Friday 16 January 2015

English Students and the Value of Literature

Particularly skeptical English students should know that they are not alone in their rejection of literature; their conviction that it is valueless has precedent. 

I am personally invested not only in the discipline but in many of the forms and expressions of literature themselves. Postmodern efforts to destabilize texts a on structural level immediately concerns me given my classical background. Yet a willingness to challenge structures and reject received assumptions and values often characterizes the students for whom I will be responsible; revolution is, after all, a young man's game primarily.

Despite my belief in the value of literature and its forms -- as if the former could be defined apart from its instantiations and the conventions that have developed to distinguish them -- neither that which we call literature nor its myriad modes exist as pure platonic ideals. Literature, the novel, the poem in all its expressions both formal and informal, the play, and the short story did not always exist among the forms or as images in the mind of God. We created them. Once, there was no novel; we have, among others, Cervantes and his marvelous proto-novel about the man from la Mancha to thank for it -- and thank him we should in my view, though many an English student might disagree. Once, there was no literature whatsoever. There were no books, and the notion of recording information in textual form was seen by some to threaten our mental faculties and the strength of our memories, a concern that might be familiar to those of us who are old enough to remember a world in which information was not a google search away.

Skepticism regarding form and function -- from text, to book, to literature, to the novel -- is not new; rather it has defined, and may ever define, our discipline. Better men than I have assaulted literature, and better men than I have defended it, but the very fact that it has required constant defense legitimizes the concerns that many students express. Yet I cannot imagine that most young people are remotely aware of this fact. How often have they been told that English literature is inherently valuable, and that that received knowledge is unassailable gospel truth? How many bite their tongues while remaining convinced of nothing other than their instructors' mental inflexibility and dogmatism? At worst, how many grow to despise the act of reading in its entirety because no teacher ever gave them the opportunity to present and explore their objections to literature and the objections raised by even a few of their ideological forefathers?

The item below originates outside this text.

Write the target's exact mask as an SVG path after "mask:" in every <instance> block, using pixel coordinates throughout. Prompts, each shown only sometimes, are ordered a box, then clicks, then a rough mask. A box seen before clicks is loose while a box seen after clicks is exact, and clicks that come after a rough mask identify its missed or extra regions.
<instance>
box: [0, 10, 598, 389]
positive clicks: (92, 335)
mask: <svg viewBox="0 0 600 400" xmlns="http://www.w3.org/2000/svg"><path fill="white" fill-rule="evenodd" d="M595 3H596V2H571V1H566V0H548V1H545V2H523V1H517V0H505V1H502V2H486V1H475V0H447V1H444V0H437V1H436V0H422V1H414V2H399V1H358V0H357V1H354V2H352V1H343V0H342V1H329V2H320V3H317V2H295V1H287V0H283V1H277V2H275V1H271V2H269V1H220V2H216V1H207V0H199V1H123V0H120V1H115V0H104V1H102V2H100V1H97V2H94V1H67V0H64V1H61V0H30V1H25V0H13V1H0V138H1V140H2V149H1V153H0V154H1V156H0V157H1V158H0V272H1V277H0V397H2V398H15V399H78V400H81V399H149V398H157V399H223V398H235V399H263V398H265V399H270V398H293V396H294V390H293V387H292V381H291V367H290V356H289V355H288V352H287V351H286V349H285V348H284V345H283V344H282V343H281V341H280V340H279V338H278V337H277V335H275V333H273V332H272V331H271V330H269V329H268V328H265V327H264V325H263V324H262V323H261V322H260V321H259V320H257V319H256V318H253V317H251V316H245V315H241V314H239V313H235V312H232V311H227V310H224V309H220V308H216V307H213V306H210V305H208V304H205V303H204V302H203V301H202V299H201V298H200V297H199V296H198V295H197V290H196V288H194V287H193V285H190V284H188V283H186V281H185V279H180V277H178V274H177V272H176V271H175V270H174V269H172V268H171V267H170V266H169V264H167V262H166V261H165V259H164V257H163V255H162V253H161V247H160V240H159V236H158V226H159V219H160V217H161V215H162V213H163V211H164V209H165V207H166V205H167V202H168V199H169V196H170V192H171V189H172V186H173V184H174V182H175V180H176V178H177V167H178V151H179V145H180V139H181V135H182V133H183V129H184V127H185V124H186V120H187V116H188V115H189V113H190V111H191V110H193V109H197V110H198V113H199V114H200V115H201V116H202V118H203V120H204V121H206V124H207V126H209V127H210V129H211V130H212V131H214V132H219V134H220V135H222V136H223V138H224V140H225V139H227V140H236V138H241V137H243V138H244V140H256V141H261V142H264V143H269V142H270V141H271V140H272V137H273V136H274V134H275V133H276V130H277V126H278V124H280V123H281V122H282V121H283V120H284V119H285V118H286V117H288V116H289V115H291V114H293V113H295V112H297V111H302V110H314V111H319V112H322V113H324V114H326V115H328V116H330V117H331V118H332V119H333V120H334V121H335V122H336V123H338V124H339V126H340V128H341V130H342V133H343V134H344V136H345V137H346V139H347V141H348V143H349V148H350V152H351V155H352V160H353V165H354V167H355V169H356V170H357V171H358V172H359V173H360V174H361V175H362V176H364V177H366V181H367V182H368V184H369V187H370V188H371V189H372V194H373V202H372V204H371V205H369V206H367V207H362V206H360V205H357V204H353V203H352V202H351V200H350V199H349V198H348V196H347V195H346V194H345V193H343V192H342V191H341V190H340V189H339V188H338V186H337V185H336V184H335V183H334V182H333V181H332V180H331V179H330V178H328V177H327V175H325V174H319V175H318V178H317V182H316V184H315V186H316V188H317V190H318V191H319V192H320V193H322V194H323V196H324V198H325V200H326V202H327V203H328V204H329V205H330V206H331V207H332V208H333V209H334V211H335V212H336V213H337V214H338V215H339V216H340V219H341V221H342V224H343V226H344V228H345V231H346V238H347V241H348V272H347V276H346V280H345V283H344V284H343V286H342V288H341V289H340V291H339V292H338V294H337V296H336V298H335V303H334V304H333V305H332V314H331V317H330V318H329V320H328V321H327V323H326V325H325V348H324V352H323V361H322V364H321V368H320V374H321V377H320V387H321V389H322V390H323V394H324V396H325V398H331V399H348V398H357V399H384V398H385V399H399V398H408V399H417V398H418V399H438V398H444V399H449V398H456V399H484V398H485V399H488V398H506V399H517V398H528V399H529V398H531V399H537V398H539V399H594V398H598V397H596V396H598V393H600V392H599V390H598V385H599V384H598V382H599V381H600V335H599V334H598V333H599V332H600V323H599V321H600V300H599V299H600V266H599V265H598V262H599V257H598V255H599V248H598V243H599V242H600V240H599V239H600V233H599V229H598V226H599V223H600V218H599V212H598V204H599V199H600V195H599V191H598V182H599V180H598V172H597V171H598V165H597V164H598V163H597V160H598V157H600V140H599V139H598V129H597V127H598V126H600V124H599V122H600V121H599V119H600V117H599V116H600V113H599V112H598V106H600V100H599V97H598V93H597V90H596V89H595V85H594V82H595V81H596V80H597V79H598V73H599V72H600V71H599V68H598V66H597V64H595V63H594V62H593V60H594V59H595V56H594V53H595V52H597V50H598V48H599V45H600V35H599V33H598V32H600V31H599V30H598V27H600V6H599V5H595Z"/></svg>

As teachers, we should recognize the validity of students' positions, even those with which we fundamentally disagree, but with respect to those opinions, blind acceptance can easily be worse than de-legitimization. Raise a vigorous defense, rather than shying from the fight. Have students define literature's value or lack thereof and then introduce a range of material to demonstrate that a pervasive – perhaps even obsessive – concern with the validity of our discipline has in fact defined it since its inception. Justify the value of literature on a practical level by developing a unit around the issue, incorporating texts such as:

“In Defense of Literacy” by Wendell Berry https://docs.google.com/a/uottawa.ca/document/d/1KCtvcdoycXMCYSZGhUcdoyav9NQfl-K7f5w-_bcMsGU/edit?hl=en_GB

Percy Bysshe Shelley “A Defense of Poetry” (Which will allow for extensions into lessons on music and visual arts.)

George Orwell, "Politics and the English Language." (On the study of a vital and clear English discourse in order to protect us against malicious or weaponized language.)

The Defense of Poesy Sir Philip Sidney. A classic defense and early objections to literature's inferiority to history and philosophy. http://www.bartleby.com/27/1.html

If we truly believe that literature is valuable, we must show students that our faith is not without practical grounding. We owe the effort to those students whom we seek to best serve and we owe it to the discipline that -- I would hope -- we all love.

1 comment:

  1. I have always found that the best way to convince students of the value of literature was to let them explore if for issues of living that matter to them. I think this is along the lines of the practical grounding that you are speaking about above. Thank you for the list of resources one could use on a unit about the value of literature!